Alt text: Painting of houses on a hillside

Kyōhei Inukai
American, 1913 -1985
Untitled (New England Landscape), c. 1930
Oil on canvas
32 H. x 40 ¼ W. inches
Signed Lower Right: Inukai


Artist Biography

Kyōhei Inukai (Earle Goodenow) lived in New York in the 1930s and studied painting at the Art Students League. He held his first one-man show in 1934, at the California Arts Club, of which his mother was a member. The next year, he contributed an oil painting, “Spring, Montauk” to a show at the Louis Comfort Tiffany Foundation in New York. His work was also displayed in shows at Pittsburgh’s Carnegie Institute and the Corcoran Gallery in Washington DC. Meanwhile, in order to support himself, he worked in advertising and commercial art.

In 1947, Inukai traveled to France and held a one-man show at the Galérie de l’Elysée in Paris. He was the first American artist since the Liberation to have a show in a Paris gallery. Anne Green, writing in Town & Country remarked, “He is an excellent craftsman, and I was particularly impressed by his nudes.” A reviewer for the French journal Combat remarked in May 1947 that he had not “affirmed his [individual] personality in the face of the numerous fads that threaten every contemporary artist; but certain [aspects] of his paintings raise hopes that he will do so one day.”

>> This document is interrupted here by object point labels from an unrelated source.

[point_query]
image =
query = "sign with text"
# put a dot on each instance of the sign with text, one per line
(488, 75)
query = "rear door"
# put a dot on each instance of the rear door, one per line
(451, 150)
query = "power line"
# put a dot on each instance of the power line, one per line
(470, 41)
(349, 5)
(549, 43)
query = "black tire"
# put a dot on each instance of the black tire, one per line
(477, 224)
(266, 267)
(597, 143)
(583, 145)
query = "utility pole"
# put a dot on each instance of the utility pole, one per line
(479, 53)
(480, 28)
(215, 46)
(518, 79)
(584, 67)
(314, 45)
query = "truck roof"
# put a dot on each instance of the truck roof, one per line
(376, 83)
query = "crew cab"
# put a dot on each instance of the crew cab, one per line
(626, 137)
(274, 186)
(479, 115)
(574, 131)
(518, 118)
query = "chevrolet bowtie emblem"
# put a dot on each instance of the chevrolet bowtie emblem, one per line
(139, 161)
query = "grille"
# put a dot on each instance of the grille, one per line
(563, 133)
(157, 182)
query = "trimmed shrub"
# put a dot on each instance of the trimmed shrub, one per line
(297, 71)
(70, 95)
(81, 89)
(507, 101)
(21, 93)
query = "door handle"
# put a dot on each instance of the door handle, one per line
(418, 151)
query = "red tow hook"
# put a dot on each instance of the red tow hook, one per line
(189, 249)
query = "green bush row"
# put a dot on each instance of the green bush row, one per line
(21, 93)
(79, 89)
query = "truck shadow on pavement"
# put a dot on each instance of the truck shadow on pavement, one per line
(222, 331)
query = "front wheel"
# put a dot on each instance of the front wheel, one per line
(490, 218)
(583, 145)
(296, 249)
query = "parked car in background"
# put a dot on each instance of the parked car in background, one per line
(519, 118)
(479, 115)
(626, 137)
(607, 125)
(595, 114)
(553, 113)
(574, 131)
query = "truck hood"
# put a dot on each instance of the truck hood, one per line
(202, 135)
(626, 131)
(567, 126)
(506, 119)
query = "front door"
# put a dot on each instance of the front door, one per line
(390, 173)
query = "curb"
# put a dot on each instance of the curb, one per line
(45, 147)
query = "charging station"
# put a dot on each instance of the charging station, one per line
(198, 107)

In the years that followed, Inukai went on to write and illustrate a series of popular children’s books, concentrating on animals like his brother Girard. It is an open question whether Inukai’s mixed ancestry affected his stories, as many of which involve individuals dealing with being different. For instance, his book The Peevish Penguin (1955) tells the story of a penguin who is disturbed that he cannot fly, and tries to think up alternate plans. The Last Camel (1968) tells the story of a grumpy dromedary with a poor sense of direction. Among his most creative and whimsical stories was The Owl Who Hated the Dark (1969).

While he continuously published children’s books under the name Earle Goodnow, after his father’s death (whose name he shared), the artist started producing work under his given name of Kyōhei  Inukai. Using his birth name, the artist participated in shows in the White House Rotating Exhibition, the U.S. Embassy in Tel Aviv, and the USIA Print Exhibition at the 1970 Osaka World’s Fair in Japan. In 1967, he had a show at the Goodenow Gallery (presumably family-run) in New York. In 1970, he had a solo painting and sculpture show at the Spectrum Gallery in Manhattan’s Soho district. Ten years later he put on a second solo show at the Suzuki Gallery.

Inukai worked in a variety of styles, from abstract expressionism to constructivism, and was known for his use of bright colors. Inukai also became known for his abstract sculptures, especially in aluminum and steel. Inukai’s painting is included in such collections as those of the Albright-Knox Museum, Buffalo; the Portland Museum of Fine Art, Oregon; the Rose Art Museum, Waltham, Massachusetts; and the Wichita University Museum of Fine Art. His sculptures can be found in such places as Knoxville, Tennessee; the Monmouth Mall in Eatontown, NJ; and Riverside Mall in Chicago. Earle Goodenow/Kyōhei Inukai died in February 1985, shortly before the centenary of his father and namesake.